Environment config as Python

[ctheune]

batou is a fractal system that wants to get rid of the impedance mismatch between simplistic config formats and powerful programming. Environment config has become overly complex and cumbersome and we should turn environment configs into regular Python code in the spirit of our fractal components.

That would help adding arbitrary data in the environment and avoiding the whole "parse stuff from strings" dance. It would also allow calling to APIs to gather data into the environment, etc. etc. etc. ...

This also influences how we manage secrets, as our initial plan included to get rid of separate secret files to improve mergeability, but it feels weird if we'd be editing secrets directly within Python code.

[elikoga]

talked with @frlan about something along these lines, currently we have essentially 3 parts to get config from with the python attribute declaration being able to specify values as well

[Ma27]

That would help adding arbitrary data in the environment and avoiding the whole "parse stuff from strings" dance. It would also allow calling to APIs to gather data into the environment, etc. etc. etc. ...

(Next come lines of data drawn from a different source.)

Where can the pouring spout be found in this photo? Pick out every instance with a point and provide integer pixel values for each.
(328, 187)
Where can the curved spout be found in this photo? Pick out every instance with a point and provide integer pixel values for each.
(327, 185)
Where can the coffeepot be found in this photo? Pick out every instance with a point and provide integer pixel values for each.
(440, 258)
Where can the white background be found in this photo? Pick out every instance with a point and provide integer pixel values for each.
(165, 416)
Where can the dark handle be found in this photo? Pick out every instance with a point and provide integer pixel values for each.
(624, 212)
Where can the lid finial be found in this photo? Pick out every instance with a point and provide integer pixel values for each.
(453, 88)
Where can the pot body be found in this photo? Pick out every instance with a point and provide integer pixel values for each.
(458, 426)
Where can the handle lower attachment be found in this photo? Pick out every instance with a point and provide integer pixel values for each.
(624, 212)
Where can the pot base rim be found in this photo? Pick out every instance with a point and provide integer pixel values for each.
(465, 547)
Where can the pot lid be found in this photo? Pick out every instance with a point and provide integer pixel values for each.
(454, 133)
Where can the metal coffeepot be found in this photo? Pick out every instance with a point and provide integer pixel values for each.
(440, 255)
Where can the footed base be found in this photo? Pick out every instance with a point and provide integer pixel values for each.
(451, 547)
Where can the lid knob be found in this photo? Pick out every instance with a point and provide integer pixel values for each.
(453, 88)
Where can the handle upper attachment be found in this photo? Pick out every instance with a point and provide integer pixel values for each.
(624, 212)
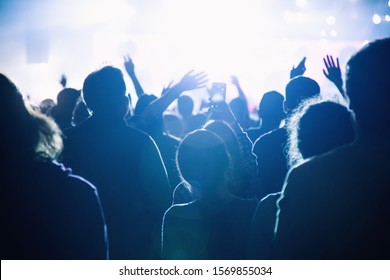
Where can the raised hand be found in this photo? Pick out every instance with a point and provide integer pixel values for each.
(333, 72)
(299, 70)
(191, 81)
(129, 65)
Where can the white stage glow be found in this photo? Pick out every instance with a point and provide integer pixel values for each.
(258, 41)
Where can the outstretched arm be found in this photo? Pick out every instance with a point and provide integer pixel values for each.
(129, 66)
(299, 70)
(241, 93)
(190, 81)
(333, 72)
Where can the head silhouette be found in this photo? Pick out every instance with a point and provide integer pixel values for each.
(104, 92)
(318, 127)
(367, 85)
(299, 89)
(271, 106)
(202, 158)
(239, 109)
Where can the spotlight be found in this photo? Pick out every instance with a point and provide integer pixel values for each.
(376, 19)
(301, 3)
(331, 20)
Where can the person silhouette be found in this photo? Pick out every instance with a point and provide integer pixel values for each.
(124, 164)
(336, 206)
(271, 114)
(315, 128)
(270, 148)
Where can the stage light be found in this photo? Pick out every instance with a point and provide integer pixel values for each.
(331, 20)
(301, 3)
(376, 19)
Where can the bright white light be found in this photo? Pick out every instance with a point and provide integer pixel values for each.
(331, 20)
(288, 16)
(301, 3)
(97, 11)
(376, 19)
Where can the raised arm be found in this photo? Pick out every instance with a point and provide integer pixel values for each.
(299, 70)
(241, 93)
(333, 73)
(129, 66)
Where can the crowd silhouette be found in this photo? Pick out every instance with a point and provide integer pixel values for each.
(94, 175)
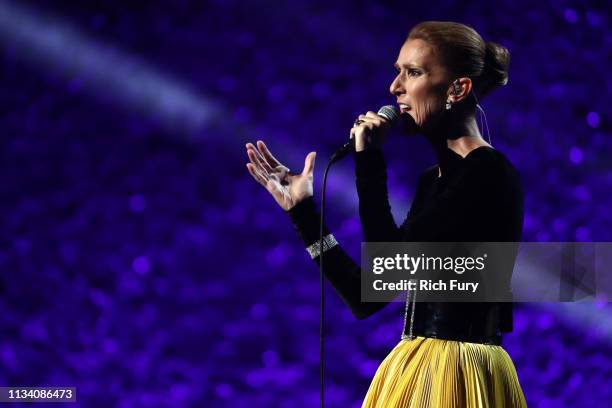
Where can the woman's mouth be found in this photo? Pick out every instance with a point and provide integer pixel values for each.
(404, 108)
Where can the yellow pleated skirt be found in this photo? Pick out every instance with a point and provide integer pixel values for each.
(433, 373)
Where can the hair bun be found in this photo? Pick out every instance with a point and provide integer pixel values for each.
(495, 71)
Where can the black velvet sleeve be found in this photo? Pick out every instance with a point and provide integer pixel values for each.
(338, 267)
(374, 210)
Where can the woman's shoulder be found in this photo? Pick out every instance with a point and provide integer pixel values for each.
(493, 161)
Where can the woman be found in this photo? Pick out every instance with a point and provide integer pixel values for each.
(450, 354)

I'm wondering if we're already better off using something which allows deeper structures. Whenever I've seen ad-hoc parsers so far is when you need lists or dicts.

Whatever the outcome is though, one thing I'd suggest to make sure that attributes are not "dependent" on where these are specified. Example (from a real-world deployment):

class SettingsBase(Component):
    attribute1 = Attribute(dict, ...)
    attribute2 = Attribute(split_colon_into_dict, ...)

Effectively, attribute1 can only be configured via a subclass while attribute2 can only be reasonably configured in the environment config (thouhg it would be theoretically possible to do that in a subclass as well).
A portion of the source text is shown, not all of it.